I just told my old trading buddy VH that The Golden Age of Currency Trading is nearly upon us. He Skyped back: "Methinks you are exaggerating".

No, definitely not. Just as sure as AUDJPY jumped 20 pips higher in the time it took to write the last 2 lines, I am not exaggerating.
I knew we were getting closer to a sea change in the markets when #1: after studying a Daily Yen chart at length several weeks ago I still had no idea what the primary pattern was, and #2: I read an article that several very wealthy macro traders out of London were retiring while they were still very wealthy. Tops and bottoms always create confusion, and leave victims -- the bigger the better generally…nothing personal.

Given a picture is worth a 1,000 words I give you Figure 1: the USDJPY weekly chart:

(click to enlarge)
Figure 1. Weekly USDJPY Chart

Now everything is making sense to me…and the implications for the other yen pairs is truly exciting. Let me diverge momentarily before I start putting the egg ahead of the chicken.

A strong yen, i.e.: weaker USDJPY, has been a widespread concern amongst professionals because it showed that the powerful Japanese investor class had not bought into the global recovery as U.S. stock market investors had.

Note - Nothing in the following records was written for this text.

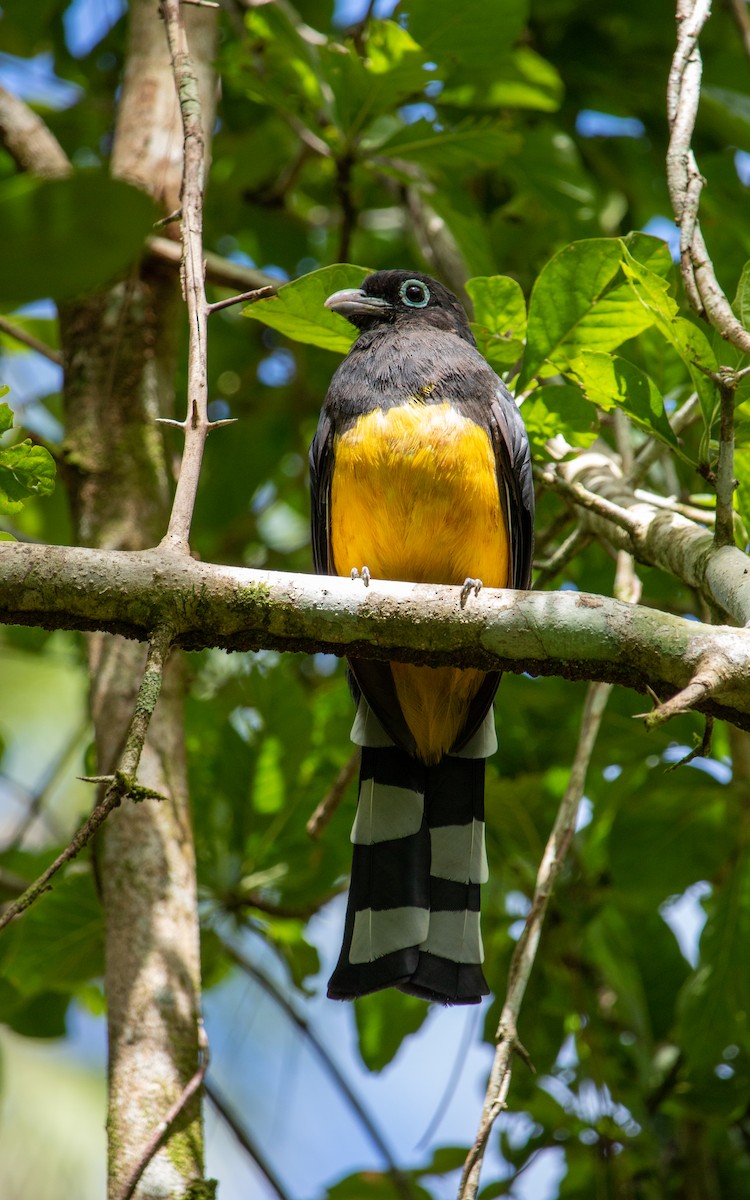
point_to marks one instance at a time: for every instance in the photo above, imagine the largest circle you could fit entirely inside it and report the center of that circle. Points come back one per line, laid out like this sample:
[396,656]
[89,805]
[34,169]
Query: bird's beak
[354,303]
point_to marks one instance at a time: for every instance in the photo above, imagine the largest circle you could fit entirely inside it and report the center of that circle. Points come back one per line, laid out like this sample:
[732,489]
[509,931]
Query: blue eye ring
[420,293]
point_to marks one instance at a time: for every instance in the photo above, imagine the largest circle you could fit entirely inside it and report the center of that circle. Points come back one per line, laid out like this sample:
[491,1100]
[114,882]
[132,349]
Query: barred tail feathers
[419,858]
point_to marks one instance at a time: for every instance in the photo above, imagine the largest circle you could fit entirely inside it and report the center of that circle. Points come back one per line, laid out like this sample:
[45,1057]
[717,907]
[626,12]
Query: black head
[390,298]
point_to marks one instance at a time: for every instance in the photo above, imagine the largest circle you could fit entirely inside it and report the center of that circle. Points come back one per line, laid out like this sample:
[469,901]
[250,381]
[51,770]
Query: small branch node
[243,298]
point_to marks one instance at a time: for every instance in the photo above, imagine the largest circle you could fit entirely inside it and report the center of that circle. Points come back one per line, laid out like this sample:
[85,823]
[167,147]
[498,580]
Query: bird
[419,471]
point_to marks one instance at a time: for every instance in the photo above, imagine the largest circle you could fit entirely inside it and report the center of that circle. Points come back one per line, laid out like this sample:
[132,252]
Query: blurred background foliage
[466,141]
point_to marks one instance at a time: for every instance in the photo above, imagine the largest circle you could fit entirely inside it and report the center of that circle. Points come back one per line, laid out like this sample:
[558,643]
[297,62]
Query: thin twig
[526,948]
[684,178]
[169,1117]
[244,298]
[400,1180]
[652,449]
[192,274]
[706,682]
[576,541]
[219,270]
[587,499]
[29,141]
[30,341]
[243,1135]
[123,780]
[36,798]
[739,12]
[334,797]
[724,532]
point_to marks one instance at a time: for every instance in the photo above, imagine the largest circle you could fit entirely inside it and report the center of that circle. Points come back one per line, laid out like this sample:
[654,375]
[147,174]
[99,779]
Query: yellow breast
[414,496]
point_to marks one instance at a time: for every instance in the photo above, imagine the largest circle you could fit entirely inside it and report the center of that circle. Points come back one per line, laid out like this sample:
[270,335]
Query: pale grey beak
[353,303]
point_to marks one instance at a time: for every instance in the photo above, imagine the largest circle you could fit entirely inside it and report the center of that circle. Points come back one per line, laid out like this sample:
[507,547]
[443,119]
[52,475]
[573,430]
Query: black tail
[419,859]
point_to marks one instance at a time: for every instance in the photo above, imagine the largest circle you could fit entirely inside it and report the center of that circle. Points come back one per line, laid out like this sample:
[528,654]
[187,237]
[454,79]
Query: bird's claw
[469,586]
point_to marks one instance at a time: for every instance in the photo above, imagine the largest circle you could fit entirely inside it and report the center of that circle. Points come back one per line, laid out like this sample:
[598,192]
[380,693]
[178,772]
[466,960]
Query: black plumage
[415,349]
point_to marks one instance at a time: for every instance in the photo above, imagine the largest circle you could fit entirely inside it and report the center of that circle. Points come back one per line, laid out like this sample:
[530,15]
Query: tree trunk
[120,359]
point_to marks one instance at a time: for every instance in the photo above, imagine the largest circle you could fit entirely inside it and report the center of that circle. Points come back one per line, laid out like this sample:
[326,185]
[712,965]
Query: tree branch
[526,948]
[220,271]
[684,178]
[655,537]
[197,424]
[123,781]
[29,142]
[570,634]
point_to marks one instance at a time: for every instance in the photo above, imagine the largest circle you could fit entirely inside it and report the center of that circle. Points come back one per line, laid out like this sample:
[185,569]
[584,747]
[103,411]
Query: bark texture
[120,364]
[571,634]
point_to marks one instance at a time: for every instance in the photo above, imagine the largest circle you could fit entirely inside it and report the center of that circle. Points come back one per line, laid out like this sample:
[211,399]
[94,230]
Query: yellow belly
[414,497]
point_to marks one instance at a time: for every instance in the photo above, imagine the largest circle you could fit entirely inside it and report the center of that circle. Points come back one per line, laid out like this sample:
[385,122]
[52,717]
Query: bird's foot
[469,586]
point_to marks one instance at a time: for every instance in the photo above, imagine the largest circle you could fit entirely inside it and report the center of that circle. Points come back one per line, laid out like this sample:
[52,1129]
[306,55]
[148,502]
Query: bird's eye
[414,293]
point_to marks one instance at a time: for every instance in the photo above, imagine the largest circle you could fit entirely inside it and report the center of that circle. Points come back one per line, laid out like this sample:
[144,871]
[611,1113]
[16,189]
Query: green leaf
[383,1021]
[277,66]
[25,469]
[373,1186]
[727,113]
[581,303]
[63,238]
[298,309]
[661,844]
[60,942]
[613,382]
[499,318]
[269,781]
[471,144]
[714,1006]
[688,340]
[742,495]
[521,79]
[46,330]
[465,223]
[391,72]
[742,300]
[467,39]
[558,411]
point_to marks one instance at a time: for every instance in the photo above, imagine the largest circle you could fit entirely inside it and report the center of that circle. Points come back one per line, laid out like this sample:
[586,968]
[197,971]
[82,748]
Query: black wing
[321,473]
[515,481]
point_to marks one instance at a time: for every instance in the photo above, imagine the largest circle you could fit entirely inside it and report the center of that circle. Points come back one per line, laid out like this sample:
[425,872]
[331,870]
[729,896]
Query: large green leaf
[610,381]
[581,301]
[727,114]
[25,469]
[299,311]
[466,39]
[391,72]
[558,411]
[469,144]
[499,318]
[688,340]
[521,79]
[63,238]
[742,474]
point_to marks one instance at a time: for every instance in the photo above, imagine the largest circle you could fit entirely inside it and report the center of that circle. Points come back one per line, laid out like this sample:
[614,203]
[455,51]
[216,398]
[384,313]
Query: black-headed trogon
[419,471]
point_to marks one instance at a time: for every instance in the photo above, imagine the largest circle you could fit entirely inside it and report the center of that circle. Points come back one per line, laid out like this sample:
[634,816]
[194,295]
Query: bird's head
[393,298]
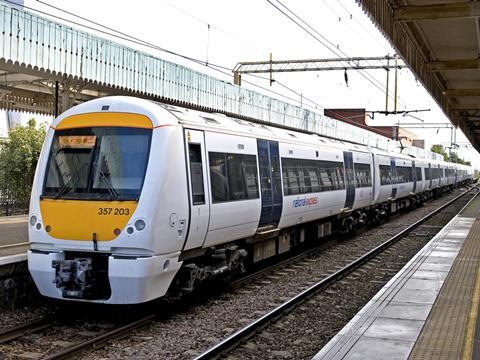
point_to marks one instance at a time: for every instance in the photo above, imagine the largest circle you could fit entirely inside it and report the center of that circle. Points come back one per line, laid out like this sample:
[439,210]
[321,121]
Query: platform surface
[13,239]
[427,310]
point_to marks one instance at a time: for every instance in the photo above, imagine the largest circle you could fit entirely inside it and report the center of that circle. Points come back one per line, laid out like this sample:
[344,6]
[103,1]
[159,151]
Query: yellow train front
[94,210]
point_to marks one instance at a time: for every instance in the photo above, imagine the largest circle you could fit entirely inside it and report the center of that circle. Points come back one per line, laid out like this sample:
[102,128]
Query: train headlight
[139,224]
[33,220]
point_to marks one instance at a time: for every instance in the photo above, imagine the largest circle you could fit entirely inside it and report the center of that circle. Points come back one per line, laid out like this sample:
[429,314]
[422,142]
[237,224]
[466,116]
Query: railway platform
[430,309]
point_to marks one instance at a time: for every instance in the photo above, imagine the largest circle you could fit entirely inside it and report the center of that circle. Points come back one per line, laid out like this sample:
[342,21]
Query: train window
[427,173]
[419,173]
[233,177]
[385,175]
[363,175]
[404,174]
[196,173]
[309,176]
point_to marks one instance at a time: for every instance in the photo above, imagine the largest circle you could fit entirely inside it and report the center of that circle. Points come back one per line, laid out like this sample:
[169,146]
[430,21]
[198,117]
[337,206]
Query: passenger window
[233,177]
[196,173]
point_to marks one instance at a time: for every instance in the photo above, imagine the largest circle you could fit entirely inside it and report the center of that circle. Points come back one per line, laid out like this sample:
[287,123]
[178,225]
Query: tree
[18,161]
[457,159]
[439,150]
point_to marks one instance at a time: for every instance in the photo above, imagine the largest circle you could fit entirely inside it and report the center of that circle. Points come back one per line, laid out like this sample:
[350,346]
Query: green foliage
[453,156]
[439,150]
[18,161]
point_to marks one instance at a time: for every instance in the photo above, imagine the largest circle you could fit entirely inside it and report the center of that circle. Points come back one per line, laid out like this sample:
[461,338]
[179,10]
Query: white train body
[128,193]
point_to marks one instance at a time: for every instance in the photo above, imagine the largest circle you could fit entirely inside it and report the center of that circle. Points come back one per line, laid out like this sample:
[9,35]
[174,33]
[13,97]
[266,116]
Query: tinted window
[309,176]
[385,175]
[363,175]
[419,173]
[98,162]
[233,177]
[196,173]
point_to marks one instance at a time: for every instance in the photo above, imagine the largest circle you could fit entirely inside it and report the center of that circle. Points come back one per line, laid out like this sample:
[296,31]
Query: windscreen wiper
[111,189]
[66,187]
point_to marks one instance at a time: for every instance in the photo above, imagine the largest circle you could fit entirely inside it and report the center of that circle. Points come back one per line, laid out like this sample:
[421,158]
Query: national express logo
[305,202]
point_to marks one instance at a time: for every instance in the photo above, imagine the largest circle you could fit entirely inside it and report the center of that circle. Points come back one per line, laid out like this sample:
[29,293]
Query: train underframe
[233,259]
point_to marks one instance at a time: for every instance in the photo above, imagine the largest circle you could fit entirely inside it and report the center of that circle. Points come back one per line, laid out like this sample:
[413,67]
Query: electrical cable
[139,41]
[364,74]
[133,39]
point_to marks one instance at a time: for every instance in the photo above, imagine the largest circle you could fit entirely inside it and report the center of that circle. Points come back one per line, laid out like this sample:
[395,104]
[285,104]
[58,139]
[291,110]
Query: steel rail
[9,246]
[248,331]
[98,341]
[25,329]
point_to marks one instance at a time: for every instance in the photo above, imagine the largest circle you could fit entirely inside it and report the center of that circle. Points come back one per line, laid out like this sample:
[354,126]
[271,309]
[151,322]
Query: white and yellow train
[133,199]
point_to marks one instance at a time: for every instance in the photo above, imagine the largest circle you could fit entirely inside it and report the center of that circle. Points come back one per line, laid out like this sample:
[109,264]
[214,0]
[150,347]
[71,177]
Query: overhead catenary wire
[219,68]
[323,40]
[132,39]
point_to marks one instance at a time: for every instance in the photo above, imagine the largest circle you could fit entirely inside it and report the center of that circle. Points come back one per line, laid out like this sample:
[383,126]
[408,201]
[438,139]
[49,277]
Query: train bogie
[133,199]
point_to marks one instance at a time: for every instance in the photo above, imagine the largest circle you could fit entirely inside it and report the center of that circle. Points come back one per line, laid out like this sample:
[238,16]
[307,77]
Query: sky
[225,32]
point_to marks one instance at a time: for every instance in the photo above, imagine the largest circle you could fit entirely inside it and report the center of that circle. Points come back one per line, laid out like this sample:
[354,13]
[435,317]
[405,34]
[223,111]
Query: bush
[18,161]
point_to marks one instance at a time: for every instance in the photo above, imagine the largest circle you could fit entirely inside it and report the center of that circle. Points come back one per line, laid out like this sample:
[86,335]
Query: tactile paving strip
[443,334]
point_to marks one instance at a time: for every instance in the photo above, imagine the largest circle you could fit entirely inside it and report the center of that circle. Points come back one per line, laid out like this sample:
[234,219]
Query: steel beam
[464,64]
[463,107]
[462,92]
[354,63]
[437,11]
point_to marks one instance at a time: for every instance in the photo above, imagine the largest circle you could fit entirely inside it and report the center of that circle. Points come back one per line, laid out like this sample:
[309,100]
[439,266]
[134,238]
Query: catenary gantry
[440,42]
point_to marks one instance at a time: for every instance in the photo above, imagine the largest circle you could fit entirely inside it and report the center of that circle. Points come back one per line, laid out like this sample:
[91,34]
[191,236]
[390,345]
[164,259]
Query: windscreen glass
[98,163]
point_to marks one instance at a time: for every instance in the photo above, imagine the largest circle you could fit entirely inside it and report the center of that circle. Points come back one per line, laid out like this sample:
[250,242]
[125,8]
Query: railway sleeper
[232,260]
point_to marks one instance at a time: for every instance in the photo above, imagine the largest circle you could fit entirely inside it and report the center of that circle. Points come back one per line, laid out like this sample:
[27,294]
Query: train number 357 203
[113,211]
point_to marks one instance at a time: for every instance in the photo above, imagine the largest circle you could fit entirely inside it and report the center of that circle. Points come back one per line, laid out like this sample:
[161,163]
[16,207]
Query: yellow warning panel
[81,219]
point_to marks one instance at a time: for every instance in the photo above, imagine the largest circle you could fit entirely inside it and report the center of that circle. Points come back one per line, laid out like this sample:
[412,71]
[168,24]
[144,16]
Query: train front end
[93,206]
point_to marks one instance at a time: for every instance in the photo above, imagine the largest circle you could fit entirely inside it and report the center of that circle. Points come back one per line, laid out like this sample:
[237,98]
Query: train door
[393,172]
[349,179]
[197,178]
[270,183]
[431,175]
[414,177]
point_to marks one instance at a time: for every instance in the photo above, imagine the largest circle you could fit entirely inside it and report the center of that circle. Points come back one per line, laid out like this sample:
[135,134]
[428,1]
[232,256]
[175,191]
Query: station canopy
[440,42]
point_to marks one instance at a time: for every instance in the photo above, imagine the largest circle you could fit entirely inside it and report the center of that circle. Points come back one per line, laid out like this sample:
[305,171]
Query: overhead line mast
[331,64]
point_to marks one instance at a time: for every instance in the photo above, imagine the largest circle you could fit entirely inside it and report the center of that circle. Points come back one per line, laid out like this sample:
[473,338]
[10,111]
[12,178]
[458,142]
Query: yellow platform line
[467,351]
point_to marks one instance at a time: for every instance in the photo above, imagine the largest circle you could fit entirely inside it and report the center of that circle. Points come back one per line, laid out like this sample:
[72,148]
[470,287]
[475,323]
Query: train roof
[176,115]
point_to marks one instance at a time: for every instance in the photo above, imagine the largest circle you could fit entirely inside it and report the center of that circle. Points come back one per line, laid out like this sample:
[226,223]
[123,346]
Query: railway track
[47,322]
[30,327]
[243,335]
[78,349]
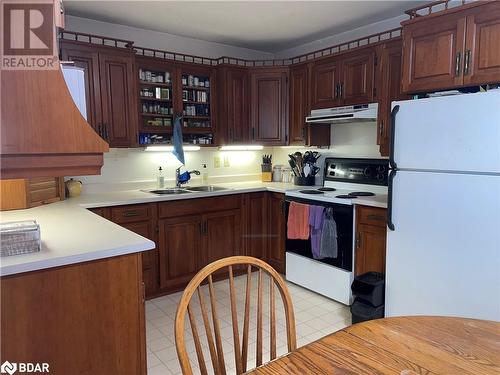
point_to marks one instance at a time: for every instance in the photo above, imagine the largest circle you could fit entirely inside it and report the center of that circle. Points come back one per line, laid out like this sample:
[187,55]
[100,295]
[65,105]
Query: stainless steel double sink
[186,190]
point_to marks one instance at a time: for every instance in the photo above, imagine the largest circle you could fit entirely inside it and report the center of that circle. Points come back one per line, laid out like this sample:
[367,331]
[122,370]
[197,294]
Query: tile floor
[315,315]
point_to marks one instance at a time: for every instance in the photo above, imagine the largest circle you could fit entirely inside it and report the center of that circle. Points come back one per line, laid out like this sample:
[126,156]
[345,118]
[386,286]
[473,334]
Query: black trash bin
[368,290]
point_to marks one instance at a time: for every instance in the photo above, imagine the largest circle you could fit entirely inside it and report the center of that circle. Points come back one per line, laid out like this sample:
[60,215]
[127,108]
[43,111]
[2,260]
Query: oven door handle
[392,175]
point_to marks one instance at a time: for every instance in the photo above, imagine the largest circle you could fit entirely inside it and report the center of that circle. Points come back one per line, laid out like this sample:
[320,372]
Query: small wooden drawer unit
[195,206]
[130,213]
[372,215]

Nothing made this development more clear than Japanese traders and investors continuing to forego yield and bring money home, effectively buying Yen, rather than seeking higher interest rate overseas. Quantitative easing and the U.S. stock market was viewed as too "speculative" and Japanese investors opted for a wait and see approach. Until the Japanese currency turned the corner, on its own volition and not on government intervention, a piston was missing from the engine that powered global investment markets. That piston, in the form of USDJPY, is finding traction just ahead of the New Year.

The broad market over the last few years has been a one trick pony. As the S&P 500 went so went currencies and commodities. Every time U.S. stocks corrected - essentially every summer - currencies and commodities dove lower also, while the Yen strengthened, solidifying its role as a flight to quality currency. Yet as stocks recovered and then moved higher, and the currencies and commodities dutifully followed, the Yen never weakened. The effect was an uptrend in U.S. blue chips and a downtrend in USDJPY. These conflicting trends were counter-intuitive for a recovering global economy. A strengthening U.S. stock market told us there was hope, but a weakening USDJPY told us the world's second largest investor classes, the Japanese, were not buying into it; until now.